Until Hans Blix, the chief UN weapons’ inspector, made his
presentation to the UN’s Security Council on Feb. 14 it was still
unclear which way the Europeans were going to vote on authorizing war
against Iraq. Many had assumed the French in the end would go along, to
get along — to maintain their status at the UN and to make sure their
serious economic interests in Iraq were not jeopardized. This is no longer
true. Indeed one can go even further and say that Britain, until now
America’s most faithful ally, is beginning to waver. One can see it in
Parliament, one can see it in the newspapers, one can see it on the street
and, most important of all, one can see it on Prime Minister Tony
Blair’s face.
The Americans, in particular Defense Secretary Donald Rumsfeld, have
tried to divide Europe, to mock the notion of an emerging common foreign
policy, to set “old” Europe against a “new” Europe, the
pro-American Eastern Europeans. But, apart from the fact that the East
Europeans are not yet in the European Union and need to watch their step
in case they provoke a delay in their promised entry, the important
development of the last few days is that it has become clear that the
electorate of Europe has a common foreign policy even if the leaders do
not — and that is to oppose war with Iraq. The Americans, the crowds on
the marches seemed to be saying, may be assuming the inevitability of war
but surely they are not claiming infallibility! The Europeans want the
Americans to stop, look at the evidence that Blix and his colleague,
Mohamed El-Baradei from the International Atomic Energy are garnering with
an open mind, and also think hard of the awful likely consequences of a
war.
What are these? The real danger is that Saddam Hussein with his back to
the wall and with the end of his life only hours away gives the order for
the use of chemical and biological weapons. The Americans have said that
in this case they might use nuclear weapons, and Israel almost certainly
would if they were attacked too. It is quite impossible to imagine how
angry 80 percent of the world would be at such an act. It is nearly
everyone’s greatest taboo (apart from a relatively small circle of
neo-conservatives who have the ear of President George Bush — Rumsfeld,
Vice President Dick Cheney but certainly not Secretary of State Colin
Powell who would certainly resign taking some of the important service
chiefs with him). Humanity in unison would seethe with anger. America
would never dare show its face again.
But even if war did not degenerate to this level it will still trigger
enormous waves of political bitterness against America all over the
Islamic world. These tidal waves of anger will certainly topple the regime
in Pakistan, putting the country’s nuclear weapons in the hands of
extremist Islamic militants — although American troops will probably
race to forestall them — and they will rock to their very foundations
some governments in the Middle East. There will be thousands of new
recruits for Al-Qaeda, which will find that the present-day social
sanction against further murderous activities — quite rigorous in most
Islamic societies despite the superficial analysis of American
“experts” – will have softened by many degrees. Besides, the way a
war is going to be fought in all likelihood — almost house to house in
Baghdad — is going to produce an appalling loss of civilian life.
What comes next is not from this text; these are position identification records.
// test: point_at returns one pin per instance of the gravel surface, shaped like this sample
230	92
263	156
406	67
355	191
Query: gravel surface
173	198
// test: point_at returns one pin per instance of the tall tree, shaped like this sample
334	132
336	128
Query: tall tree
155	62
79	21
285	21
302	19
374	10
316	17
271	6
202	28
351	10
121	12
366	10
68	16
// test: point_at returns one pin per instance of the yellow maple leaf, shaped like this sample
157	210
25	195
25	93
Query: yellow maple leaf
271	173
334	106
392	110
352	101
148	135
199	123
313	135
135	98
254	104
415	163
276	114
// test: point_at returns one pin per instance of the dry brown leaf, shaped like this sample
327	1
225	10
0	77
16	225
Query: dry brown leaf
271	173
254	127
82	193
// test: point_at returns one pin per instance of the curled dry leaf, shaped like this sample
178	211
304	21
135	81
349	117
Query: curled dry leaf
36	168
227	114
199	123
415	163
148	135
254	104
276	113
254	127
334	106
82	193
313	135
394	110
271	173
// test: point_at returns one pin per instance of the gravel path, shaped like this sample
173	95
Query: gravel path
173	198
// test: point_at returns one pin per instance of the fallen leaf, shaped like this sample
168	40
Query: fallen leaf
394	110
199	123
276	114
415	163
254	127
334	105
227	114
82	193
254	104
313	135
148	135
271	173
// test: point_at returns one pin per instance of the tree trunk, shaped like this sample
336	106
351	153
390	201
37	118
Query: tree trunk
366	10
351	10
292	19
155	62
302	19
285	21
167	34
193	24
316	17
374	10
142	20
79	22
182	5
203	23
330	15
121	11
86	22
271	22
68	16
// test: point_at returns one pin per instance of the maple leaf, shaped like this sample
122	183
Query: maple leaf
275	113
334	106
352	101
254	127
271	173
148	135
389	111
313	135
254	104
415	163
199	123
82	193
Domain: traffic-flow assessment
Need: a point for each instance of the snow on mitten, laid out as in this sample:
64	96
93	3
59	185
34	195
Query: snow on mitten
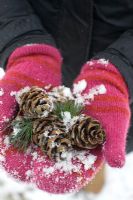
29	65
111	109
No wonder the Pope, no great radical and a staunch believer in the
valuable role played by the US in the Cold War, has come out against what
he sees as an unjust war. These protests were not the old student kind of
the 1960s. They were middle of the road people, professors as much as
students, the thinking middle classes and working class, people with
experience who know quite a bit, and who don’t even necessarily want to
see their government replaced. They just want it to change its mind.
Whatever economic difficulties there may be in Europe the one thing
cannot be said is that the continent is in the grip of Europessimissm.
That period if it ever existed has long gone. It is generally positive and
optimistic. Neither is it a “used up” civilization. There does not
have to be a federal Europe for a powerful Europe to exist, as my
colleague William Pfaff has long and correctly argued. Europeans are aware
of their common experience. They built the European Union to avoid the
mistakes of their fathers — the too ready resort to war. And
increasingly as the demonstrations, the newspapers editorials and the
critique of politicians have shown, a Europe is emerging that is going to
stand up to America on this need for war. Iraq and its weapons of mass
destruction can be contained as they have been contained for the last
decade without another war.
Perhaps Bush has done the world a service. He has made us all hold Iraq
up to the light. But a majority in Europe have concluded that whilst
Saddam Hussein is an evil man, inured to any sense of human rights, a war
would be the worst of all human wrongs.